In this paper, we incorporate the wild horse optimizer from the engineering domain to propose a discrete wild horse optimizer for solving CVRP. Based on the foundation of WHO, three neighborhood local search strategies - swap operation, reverse operation, and insertion operation - are applied to enhance both the search capability and solving capability of DWHO for CVRP. Moreover, a decoding technique is introduced to allow DWHO solutions to represent vehicle routing schemes. Experiments on 44 benchmark instances were conducted, and the results indicate that DWHO with decoding technique can effectively address discrete combinatorial optimization problems, especially CVRP, with satisfactory performance.
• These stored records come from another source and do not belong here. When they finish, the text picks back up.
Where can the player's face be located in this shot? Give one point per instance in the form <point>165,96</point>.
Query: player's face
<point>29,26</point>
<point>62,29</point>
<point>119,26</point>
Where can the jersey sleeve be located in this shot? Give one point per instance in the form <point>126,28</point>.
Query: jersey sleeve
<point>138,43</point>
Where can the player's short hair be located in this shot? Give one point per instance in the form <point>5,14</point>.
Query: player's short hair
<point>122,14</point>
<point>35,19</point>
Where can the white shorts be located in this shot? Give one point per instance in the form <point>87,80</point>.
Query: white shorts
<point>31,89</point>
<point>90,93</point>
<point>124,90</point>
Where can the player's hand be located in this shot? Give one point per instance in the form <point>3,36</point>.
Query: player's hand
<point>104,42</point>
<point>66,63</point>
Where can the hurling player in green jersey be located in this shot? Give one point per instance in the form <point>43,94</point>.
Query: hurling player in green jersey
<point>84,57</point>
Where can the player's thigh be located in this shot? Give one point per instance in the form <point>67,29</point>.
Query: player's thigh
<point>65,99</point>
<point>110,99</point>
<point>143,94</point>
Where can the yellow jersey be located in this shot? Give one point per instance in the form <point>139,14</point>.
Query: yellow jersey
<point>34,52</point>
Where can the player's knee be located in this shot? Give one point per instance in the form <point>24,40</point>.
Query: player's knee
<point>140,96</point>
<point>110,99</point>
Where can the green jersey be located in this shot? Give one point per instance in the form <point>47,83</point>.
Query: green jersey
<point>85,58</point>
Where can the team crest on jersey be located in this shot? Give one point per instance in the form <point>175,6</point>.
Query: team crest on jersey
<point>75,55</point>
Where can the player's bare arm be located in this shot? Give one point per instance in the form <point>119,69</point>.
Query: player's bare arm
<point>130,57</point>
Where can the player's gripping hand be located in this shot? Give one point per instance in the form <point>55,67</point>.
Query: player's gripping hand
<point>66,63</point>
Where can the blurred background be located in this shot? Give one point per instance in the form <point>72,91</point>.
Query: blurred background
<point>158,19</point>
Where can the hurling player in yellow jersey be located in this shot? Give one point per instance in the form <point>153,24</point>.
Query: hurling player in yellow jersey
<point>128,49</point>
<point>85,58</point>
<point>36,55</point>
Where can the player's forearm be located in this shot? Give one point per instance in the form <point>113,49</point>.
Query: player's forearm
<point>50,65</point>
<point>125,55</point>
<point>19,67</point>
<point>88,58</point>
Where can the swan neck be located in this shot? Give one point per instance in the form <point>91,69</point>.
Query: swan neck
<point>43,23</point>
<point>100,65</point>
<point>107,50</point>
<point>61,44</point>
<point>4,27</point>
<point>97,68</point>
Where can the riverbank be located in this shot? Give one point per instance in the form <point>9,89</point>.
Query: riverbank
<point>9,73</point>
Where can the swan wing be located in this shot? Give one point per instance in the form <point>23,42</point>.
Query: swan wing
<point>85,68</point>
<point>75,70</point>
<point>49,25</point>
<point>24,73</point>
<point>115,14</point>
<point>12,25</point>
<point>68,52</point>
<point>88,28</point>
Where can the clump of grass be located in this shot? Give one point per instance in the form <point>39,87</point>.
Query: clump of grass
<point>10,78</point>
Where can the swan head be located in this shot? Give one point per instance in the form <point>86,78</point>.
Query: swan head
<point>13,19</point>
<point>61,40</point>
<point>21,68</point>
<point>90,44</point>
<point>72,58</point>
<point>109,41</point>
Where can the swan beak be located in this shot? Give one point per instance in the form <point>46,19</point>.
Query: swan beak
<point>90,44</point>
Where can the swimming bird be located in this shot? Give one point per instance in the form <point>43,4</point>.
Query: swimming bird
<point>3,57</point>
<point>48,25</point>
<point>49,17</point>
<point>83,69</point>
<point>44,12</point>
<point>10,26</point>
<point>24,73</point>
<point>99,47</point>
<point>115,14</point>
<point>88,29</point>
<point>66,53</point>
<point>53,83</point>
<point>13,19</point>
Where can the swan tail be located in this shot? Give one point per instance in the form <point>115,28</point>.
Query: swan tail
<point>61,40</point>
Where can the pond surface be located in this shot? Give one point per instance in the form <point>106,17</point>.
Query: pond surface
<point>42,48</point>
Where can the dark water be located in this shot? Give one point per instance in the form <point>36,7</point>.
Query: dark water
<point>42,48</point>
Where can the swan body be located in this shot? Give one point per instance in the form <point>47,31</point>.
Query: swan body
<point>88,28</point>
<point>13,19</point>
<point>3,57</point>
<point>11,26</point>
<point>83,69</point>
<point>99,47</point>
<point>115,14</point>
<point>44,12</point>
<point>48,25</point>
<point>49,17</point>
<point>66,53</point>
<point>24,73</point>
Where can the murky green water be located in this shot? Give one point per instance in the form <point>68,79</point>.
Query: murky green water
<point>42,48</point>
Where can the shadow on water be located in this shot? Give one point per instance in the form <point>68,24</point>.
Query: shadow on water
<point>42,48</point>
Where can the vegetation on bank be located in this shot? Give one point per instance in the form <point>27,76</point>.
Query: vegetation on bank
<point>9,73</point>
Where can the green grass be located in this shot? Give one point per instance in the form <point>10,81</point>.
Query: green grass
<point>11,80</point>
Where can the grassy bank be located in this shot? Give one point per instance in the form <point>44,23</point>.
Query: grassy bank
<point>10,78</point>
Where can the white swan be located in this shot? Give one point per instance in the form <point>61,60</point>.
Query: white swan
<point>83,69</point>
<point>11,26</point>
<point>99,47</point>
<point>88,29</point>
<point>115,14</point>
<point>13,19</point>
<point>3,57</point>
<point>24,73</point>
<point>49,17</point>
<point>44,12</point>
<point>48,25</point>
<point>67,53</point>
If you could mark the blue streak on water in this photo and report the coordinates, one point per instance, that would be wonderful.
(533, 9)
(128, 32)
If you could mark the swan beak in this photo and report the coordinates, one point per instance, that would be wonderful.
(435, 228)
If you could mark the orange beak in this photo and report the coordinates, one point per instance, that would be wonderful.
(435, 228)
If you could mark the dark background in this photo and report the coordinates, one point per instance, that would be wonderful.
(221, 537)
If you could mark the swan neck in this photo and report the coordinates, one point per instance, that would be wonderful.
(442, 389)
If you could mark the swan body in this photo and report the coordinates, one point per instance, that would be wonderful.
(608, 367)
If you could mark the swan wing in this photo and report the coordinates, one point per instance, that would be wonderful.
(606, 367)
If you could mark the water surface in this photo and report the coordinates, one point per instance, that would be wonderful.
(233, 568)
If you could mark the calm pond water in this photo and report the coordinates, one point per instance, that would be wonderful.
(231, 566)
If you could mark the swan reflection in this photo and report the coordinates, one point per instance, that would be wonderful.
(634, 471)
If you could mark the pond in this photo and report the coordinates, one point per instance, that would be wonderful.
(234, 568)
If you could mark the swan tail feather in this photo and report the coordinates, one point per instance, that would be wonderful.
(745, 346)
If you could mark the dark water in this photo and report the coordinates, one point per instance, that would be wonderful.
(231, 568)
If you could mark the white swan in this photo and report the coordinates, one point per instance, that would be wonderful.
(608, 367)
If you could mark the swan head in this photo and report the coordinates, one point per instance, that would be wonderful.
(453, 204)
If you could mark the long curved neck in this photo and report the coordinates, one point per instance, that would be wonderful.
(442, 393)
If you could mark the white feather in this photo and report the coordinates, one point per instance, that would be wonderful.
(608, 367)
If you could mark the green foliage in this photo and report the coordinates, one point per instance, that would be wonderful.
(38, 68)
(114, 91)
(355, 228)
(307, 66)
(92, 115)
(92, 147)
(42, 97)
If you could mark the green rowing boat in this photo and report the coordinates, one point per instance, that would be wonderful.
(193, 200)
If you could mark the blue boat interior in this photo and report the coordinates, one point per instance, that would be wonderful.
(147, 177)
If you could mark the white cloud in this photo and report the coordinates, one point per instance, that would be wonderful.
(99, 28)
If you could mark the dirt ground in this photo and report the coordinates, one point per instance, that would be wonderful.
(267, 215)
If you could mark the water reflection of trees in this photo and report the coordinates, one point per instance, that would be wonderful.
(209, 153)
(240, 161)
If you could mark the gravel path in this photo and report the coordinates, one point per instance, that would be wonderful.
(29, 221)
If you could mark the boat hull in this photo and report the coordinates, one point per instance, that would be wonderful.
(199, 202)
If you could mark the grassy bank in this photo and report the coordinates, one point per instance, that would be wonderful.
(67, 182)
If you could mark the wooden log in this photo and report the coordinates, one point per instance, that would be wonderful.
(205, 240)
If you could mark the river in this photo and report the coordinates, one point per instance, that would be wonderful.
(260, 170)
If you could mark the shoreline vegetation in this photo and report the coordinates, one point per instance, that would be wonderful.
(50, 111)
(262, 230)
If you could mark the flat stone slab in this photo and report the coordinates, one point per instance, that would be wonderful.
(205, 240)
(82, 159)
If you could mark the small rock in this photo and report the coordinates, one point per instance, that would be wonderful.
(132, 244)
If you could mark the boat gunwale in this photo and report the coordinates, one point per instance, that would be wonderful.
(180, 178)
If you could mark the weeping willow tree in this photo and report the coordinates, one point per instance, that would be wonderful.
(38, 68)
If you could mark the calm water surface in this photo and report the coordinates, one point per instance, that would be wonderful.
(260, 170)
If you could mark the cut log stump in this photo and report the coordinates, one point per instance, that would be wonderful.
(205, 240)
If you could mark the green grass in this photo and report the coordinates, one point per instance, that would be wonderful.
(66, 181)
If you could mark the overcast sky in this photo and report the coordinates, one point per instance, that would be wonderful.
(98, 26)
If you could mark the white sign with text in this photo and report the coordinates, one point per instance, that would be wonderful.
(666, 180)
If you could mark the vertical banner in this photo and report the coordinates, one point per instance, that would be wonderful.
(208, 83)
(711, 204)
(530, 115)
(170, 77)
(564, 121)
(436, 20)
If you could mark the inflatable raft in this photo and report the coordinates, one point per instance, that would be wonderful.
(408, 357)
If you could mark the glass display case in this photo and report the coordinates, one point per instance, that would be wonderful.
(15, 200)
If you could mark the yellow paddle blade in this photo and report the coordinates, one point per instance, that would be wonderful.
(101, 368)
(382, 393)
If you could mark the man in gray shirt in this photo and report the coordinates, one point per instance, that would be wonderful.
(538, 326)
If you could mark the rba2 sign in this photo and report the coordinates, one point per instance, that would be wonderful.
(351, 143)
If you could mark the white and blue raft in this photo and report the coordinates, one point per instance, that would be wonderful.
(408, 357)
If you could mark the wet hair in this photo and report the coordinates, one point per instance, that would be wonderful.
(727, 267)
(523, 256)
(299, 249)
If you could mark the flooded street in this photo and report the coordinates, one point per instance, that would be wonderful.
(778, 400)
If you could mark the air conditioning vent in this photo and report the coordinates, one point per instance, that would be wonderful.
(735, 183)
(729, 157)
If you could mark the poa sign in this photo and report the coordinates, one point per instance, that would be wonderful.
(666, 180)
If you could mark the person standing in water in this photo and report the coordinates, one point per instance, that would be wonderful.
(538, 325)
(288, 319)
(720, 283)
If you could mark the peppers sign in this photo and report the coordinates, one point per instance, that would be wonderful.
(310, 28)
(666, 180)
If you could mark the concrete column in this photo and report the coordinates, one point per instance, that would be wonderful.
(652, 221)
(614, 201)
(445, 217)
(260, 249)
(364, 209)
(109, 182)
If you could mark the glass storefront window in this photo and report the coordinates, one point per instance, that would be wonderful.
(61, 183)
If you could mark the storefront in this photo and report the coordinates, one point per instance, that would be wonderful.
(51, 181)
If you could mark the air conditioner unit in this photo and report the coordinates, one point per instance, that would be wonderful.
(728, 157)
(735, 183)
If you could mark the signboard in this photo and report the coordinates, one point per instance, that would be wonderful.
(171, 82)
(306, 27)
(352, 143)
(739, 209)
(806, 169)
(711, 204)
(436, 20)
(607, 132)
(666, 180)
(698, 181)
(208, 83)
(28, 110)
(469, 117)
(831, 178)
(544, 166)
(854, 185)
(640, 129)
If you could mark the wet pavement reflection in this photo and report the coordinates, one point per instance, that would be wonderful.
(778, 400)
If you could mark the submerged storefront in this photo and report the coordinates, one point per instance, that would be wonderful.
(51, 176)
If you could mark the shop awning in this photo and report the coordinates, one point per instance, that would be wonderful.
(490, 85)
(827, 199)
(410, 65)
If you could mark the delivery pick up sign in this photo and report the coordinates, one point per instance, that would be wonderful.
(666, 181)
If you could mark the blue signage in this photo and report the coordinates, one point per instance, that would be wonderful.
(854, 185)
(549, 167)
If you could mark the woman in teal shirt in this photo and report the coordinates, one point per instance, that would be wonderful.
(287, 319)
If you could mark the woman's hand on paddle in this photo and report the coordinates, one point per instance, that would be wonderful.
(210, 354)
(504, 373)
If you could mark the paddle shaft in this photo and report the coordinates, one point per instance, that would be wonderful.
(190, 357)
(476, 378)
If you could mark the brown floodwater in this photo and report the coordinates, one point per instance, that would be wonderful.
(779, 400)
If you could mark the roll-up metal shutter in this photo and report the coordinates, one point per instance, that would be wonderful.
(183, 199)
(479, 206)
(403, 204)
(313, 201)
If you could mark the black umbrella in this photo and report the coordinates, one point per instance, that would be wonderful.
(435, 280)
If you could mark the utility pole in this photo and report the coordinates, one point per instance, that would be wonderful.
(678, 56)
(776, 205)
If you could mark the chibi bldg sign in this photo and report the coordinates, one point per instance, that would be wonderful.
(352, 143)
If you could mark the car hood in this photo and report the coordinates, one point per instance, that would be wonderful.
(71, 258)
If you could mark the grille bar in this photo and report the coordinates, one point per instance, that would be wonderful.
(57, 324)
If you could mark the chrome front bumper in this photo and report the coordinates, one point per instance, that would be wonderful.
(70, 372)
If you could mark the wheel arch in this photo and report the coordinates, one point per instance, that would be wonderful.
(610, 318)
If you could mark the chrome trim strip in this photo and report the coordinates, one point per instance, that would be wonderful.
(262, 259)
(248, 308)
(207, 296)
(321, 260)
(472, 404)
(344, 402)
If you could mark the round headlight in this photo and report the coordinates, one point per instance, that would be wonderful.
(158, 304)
DWHO was compared with BWHO, hybrid firefly algorithm, DSRACO, and DAEO. The comparative results revealed that DWHO possesses robust problem-solving abilities. It significantly outperforms BWHO, and generally, the solutions from DWHO are superior to those obtained from hybrid firefly algorithm, DSRACO and DAEO. In A-set benchmark instances, DWHO achieves the best known solutions for most medium scale and small scale instances. For larger sclae instances, the solution deviations are relatively minor. As for P-set benchmark instances, not only does DWHO attain the best known solutions for medium scale and small scale instances, but it also accomplishes this for the large sclae instance P-n101-k4, a feat the other four compared algorithms could not achieve. This highlights the efficacy and superiority of our proposed algorithm. In future work, we will explore the potential of DWHO in solving other discrete combinatorial optimization problems, aiming to further broaden the applicability of the algorithm.